本山勝寛:まなブロ

独学で東大、ハーバード大学院に合格し、国際教育政策修士課程修了。アジア最大級の国際NGOである日本財団で、教育や福祉、NPO支援に携わり世界中を駆け回っています。日本と世界に「学びの革命」を起こすべく、学びのススメを綴ります。 『最強の独学術』https://www.amazon.co.jp/dp/447979610X/

育休給付金3分の2増額の実感

宮崎謙介衆議院議員の育休宣言で、国会議員の育休取得の是非が議論となり、男性の育休が話題になっていました。せっかく国民的議論が巻き起こったのだから、制度改革へと進展することを期待します。そして、「そもそも一般の人でも取れないのに・・」というようなことがないように、誰でも望んだ人が制度を利用できるよう、文化が変わっていくことが必要なんだと思います。前に、「育休という名称を変更しては」と提案したのもそのためです。ということで、以下、「育休」を「育専」と記します。

私の職場の日本財団でも、男性で育専を取得した人が、3人目、4人目と続いています。職員100名ちょっとなので、取得率でいえばおそらく3割を超えているのではないかと思います。私が最初に取得するときは、直接の上司だけでなく、役員にも一人一人説明して回り、言い出すのにもかなり緊張しました。今は、周りで何人も取得しているので、男性でも取りやすい職場環境ができつつあるのではないかと思います。

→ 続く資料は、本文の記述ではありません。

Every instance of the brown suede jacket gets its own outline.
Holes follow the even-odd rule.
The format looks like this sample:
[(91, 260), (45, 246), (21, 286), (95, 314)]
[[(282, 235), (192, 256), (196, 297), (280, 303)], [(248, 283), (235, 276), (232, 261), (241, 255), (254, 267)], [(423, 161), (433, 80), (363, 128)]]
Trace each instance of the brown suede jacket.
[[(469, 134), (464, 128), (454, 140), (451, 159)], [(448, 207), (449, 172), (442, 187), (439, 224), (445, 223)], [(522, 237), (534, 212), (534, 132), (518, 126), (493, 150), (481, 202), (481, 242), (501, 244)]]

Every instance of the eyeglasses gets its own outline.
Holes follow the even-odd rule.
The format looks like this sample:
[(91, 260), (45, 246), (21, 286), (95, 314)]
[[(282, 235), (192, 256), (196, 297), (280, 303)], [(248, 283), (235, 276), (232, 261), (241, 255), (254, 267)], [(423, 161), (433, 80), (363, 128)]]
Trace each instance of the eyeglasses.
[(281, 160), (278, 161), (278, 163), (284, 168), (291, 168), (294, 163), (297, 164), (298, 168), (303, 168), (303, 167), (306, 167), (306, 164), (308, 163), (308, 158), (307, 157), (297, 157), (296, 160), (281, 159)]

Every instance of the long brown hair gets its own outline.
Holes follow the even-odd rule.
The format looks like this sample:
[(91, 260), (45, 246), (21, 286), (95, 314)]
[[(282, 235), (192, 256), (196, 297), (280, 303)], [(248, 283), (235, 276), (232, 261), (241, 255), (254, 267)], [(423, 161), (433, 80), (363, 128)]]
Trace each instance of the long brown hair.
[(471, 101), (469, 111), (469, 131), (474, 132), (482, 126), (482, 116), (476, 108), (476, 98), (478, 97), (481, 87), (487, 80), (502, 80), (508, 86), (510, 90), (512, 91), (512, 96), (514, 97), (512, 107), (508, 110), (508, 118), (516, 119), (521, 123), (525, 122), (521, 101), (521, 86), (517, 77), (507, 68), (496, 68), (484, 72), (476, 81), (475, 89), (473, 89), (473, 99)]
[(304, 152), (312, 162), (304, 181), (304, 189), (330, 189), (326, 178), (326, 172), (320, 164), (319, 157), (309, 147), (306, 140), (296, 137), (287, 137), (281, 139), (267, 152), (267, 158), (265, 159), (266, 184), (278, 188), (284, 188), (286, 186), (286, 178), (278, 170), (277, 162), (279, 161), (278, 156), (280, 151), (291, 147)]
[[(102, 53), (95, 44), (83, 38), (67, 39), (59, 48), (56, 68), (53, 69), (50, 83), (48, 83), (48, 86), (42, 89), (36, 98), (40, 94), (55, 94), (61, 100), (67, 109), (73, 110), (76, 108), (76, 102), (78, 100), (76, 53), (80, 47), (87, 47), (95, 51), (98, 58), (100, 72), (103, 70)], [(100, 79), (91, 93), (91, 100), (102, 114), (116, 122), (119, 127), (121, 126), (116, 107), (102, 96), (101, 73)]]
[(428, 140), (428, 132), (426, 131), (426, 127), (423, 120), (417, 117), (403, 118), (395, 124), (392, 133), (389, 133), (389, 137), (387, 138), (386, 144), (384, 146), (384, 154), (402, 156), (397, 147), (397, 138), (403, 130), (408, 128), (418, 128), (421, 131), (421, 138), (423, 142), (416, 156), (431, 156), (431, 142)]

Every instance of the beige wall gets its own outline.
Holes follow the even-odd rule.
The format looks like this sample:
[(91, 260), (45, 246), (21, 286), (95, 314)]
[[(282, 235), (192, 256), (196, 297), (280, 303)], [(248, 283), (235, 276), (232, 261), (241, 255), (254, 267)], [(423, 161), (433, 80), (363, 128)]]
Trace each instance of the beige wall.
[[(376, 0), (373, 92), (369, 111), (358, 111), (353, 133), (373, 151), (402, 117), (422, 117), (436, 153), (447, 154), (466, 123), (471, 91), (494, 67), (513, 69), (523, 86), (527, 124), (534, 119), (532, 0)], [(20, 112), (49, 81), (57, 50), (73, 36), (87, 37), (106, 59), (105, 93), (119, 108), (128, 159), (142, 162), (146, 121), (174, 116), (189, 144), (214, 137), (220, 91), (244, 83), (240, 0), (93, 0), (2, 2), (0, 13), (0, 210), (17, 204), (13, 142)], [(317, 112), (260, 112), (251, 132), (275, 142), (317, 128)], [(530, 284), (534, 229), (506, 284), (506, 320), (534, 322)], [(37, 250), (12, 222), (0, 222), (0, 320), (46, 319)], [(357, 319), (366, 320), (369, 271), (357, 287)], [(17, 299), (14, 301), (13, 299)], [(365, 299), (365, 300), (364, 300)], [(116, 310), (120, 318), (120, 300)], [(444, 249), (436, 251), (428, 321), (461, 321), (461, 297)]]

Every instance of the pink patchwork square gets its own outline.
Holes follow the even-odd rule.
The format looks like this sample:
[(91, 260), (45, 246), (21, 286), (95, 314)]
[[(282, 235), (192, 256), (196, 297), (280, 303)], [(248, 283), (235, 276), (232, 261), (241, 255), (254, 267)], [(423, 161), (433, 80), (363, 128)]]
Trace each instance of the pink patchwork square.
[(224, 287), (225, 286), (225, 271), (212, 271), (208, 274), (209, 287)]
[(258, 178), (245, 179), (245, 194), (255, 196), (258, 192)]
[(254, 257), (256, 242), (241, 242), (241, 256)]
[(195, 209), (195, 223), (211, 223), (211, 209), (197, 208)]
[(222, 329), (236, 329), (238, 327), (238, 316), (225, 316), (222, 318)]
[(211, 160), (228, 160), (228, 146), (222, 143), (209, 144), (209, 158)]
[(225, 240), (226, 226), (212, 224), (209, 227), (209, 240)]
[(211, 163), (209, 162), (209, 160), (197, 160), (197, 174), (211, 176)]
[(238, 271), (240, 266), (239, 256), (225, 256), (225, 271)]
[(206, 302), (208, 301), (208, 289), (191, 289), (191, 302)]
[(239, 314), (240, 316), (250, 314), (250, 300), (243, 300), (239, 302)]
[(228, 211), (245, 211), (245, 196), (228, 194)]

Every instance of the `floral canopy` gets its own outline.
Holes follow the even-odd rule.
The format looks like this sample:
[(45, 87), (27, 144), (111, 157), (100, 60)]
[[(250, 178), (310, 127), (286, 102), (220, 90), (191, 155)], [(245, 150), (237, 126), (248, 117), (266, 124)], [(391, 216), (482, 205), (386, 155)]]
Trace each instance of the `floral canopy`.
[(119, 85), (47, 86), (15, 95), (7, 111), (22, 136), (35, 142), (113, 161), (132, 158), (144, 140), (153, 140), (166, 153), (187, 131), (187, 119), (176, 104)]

私自身も昨年の7月と8月の1ヶ月半、三回目の育専を取得しました。二回目と三回目の間の2014年に、給付金がこれまで給与の5割だったのが、3分の2に増額されるという制度変更がありました。その育専給付金を先日、受給いたしました。1ヶ月半分で377,860円が振り込まれていました。給付金の上限額は月286,023円なので、上限額内の支給です。

実際にこうして給付金をいただくと、今回の増額は大きいなあと感じます。育専期間は社会保障費の支払いも免除されるので、家計にだいぶ助かります。男性の育休取得が進まないのは、日本人の働き方の文化や職場の雰囲気が大きいと思いますが、経済的理由も大きいと思います。給付金額は特に男性にはあまり知られていないので、制度をよく知ったうえで検討し、取得したいと思われる方はぜひ取得してみていただきたいと思います。

子どもに24時間専念して向き合える時間は、人生においてそうないのですから。